Dog-friendly beaches in East Sussex

WHEN the county has Brighton among its beaches, you know it is worth visiting.

And East Sussex welcomes millions of visitors and residents alike to its shores – but which ones allow dogs to step onto too?

Which beaches can I take my dog onto in East Sussex?

  • Bexhill Beach (dog restrictions between Brockley Road and Sea Road from May to September plus dogs must be kept on leads between the promenade and Sea Road)
  • Birling Gap
  • Brighton Beach (dog restrictions on certain parts of Brighton Beach – please check the advice boards for further information)
  • Bulverhythe Beach, Hastings (there are dog free zones – please check the advice boards for further information)
  • Camber Sands (dog restrictions from May to September on certain parts of the beach)
  • Cooden Beach, Pevensey
  • Cuckmere Haven Beach, Seaford
  • Eastbourne Beach (dogs banned between Wish Tower and the Pier and must be kept on a lead on other areas from May to September)
  • Fairlight Glen Beach, Hastings (dog restrictions from May to September)
  • Holywell Retreat Beach, Eastbourne (dogs must be kept under control)
  • Hove Beach, Brighton (dog restrictions from May to September)
  • Newhaven East Beach
  • Newhaven West Beach
  • Normans Bay, Pevensey
  • Ovingdean Beach, Brighton
  • Pett Level Beach (dog restrictions from May to September)
  • Pevensey Bay
  • Rottingdean Beach, Brighton (dog restrictions from May to September)
  • Saltdean Beach, Brighton (dog restrictions from May to September)
  • Seaford Beach (dogs banned between Edinburgh Road and West View and must be kept on a lead on other areas from May to September)
  • St Leonards on Sea Beach (dogs must be kept on a lead when campsites are open)
  • Winchelsea Beach (dog restrictions from May to September)
Eastbourne Beach has plenty of space for dogs to roam around on - but be mindful of the restrictions
Eastbourne Beach has plenty of space for dogs to roam around on – but be mindful of the restrictions

Why are dogs banned from going onto beaches?
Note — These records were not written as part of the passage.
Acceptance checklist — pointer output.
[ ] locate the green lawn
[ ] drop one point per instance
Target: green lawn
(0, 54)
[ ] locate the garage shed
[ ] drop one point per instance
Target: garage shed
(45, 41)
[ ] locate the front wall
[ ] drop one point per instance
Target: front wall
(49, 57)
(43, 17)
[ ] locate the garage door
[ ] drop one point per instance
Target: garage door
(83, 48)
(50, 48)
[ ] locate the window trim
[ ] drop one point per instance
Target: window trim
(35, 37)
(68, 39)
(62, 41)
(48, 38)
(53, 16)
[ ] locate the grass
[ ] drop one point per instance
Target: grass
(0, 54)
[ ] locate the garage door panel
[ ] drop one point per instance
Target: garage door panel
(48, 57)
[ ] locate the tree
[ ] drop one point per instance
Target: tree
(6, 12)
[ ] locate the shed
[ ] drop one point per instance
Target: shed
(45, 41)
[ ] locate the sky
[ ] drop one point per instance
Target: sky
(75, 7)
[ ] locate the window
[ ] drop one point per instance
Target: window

The main reason for not allowing dogs on to beaches at certain times is for health and safety purposes.

Although most owners will clean up after their pets when they are out, some fail to pick up their dog’s poo. 

Due to a dog’s diet being largely meat-based, leaving their faeces on the beach runs the risk of humans contracting toxocariasis – or zoonosis. 
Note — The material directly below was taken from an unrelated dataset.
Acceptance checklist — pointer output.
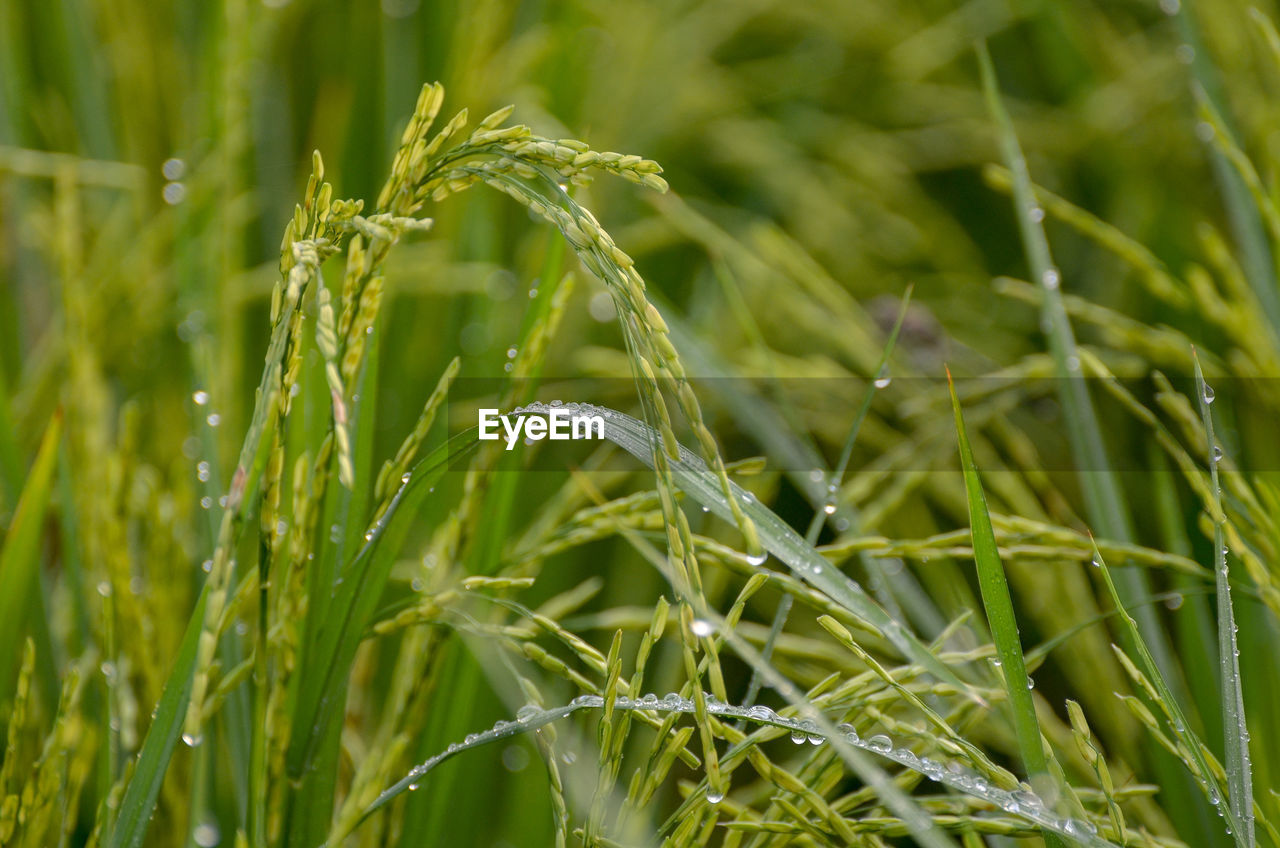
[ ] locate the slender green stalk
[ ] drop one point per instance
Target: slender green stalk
(1235, 732)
And during the busy months, this becomes even more dangerous – especially for children – with potential problems including blindness and breathing difficulties.

Things to consider when taking your dog to the beach

Dogs love a nice trip to the seaside, just like their human companions. 
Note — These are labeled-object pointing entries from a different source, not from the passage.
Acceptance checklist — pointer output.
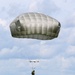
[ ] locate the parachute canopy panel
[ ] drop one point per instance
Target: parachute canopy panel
(35, 26)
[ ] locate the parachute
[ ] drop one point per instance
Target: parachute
(35, 26)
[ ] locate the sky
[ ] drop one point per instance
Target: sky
(56, 57)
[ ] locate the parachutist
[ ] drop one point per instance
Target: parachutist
(33, 72)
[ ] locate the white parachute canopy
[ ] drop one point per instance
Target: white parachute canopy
(35, 26)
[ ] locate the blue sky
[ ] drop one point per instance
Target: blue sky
(57, 56)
But there are a number of rules and tips to consider when heading to the beach.

These include: 

  • Check with beach management to see if dogs are allowed
  • Take poo bags to clear up their mess
  • Bring a lead – dogs have to be on a leash on some beaches at all times
  • Avoid the big crowds
  • Consider some people may not like dogs
  • Take plenty of fresh water and a bowl for your dog
  • Take a first aid kit in case your dog becomes injured
  • Check for local vets in case of emergency
  • Make sure your dog is wearing their collar and ID tag
  • If they are wear a GPS tracker, make sure it is fully charged
  • Take spare towels to dry them
  • Keep an eye on your dog at all times

East Sussex is not the only county with countless coastal hubs that welcome pooches with England having dog-friendly beaches from Land’s End to Druridge Bay.